Tough love would often be needed. When necessary, the social workers would impose a coercive regime, subjecting family life to close supervision. The girl-mother would forfeit her right to autonomy unless she was worthy of it. She would have to do what she was told unless she was prepared to renounce her benefits. In that case, the social workers would take a close interest in her ability to feed the baby.

Such arrangements would not sit easily with that cancerous growth upon the rule of law, human rights legislation: another argument for removing it.
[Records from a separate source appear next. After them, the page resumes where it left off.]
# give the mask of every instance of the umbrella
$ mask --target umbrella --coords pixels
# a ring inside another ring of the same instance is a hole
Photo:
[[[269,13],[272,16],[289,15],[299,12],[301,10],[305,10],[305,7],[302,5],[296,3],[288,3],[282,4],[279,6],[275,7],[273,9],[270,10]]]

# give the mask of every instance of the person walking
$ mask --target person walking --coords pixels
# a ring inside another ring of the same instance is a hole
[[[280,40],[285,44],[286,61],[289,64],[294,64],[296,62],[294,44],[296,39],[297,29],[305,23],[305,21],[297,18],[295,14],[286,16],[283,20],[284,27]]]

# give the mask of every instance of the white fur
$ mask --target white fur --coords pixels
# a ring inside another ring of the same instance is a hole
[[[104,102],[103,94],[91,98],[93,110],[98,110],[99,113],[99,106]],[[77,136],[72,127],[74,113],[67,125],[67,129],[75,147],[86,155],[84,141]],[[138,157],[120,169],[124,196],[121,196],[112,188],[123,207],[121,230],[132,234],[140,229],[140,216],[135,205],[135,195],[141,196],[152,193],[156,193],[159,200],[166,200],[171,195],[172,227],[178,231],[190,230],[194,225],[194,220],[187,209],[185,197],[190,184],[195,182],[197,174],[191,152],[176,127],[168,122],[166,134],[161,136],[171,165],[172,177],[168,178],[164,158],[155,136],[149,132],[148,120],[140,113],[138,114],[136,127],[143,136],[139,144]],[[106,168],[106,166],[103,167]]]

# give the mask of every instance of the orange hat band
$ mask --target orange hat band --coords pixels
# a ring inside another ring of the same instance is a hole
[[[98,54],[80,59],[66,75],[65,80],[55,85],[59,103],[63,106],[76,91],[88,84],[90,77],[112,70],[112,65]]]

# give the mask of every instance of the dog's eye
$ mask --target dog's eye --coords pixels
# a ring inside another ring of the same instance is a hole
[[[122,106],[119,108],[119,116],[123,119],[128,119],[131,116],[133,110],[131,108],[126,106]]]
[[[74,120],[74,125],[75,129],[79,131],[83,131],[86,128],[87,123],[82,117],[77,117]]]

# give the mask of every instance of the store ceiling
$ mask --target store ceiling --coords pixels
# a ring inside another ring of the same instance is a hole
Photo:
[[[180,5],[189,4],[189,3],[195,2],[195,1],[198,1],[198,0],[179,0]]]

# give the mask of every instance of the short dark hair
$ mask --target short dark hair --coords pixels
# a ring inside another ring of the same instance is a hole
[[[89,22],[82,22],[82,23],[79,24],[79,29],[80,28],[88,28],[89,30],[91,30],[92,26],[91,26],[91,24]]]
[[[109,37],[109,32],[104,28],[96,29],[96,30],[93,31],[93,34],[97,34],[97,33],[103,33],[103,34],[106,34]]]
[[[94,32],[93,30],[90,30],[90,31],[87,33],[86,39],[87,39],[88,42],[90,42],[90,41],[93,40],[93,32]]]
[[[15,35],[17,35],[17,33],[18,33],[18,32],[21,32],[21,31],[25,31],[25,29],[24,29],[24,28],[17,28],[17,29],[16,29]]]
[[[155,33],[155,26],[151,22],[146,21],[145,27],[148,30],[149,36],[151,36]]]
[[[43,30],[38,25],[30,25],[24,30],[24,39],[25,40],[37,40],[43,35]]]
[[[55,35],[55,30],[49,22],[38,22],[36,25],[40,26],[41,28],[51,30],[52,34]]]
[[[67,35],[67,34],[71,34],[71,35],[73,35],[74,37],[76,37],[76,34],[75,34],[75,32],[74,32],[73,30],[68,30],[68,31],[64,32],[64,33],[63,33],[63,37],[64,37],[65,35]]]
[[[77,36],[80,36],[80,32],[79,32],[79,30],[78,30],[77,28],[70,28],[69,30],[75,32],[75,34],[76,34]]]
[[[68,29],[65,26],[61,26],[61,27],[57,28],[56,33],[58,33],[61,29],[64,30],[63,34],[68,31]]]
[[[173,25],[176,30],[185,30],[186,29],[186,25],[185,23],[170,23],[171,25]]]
But the aim would never be repression for its own sake. The goal would be uplift, physical and moral.

There would be another helpful consequence. Once a female reaches the age of consent, it is impossible to stop her from exercising the right to reproduce. But if single teenage mothers on benefit became wards of the new social services, the instance of six babies by six fathers would drop and more children would be available for adoption.

These are radical proposals. But the treatment of those children in Edlington is an outrage. The hapless and generously funded complacency of so many social work departments is a stain on our nation. We should all be ashamed and angry. Radical: we should indeed resolve to root out the social evil of feral children. In a country with any pretence to civilisation, there is no alternative.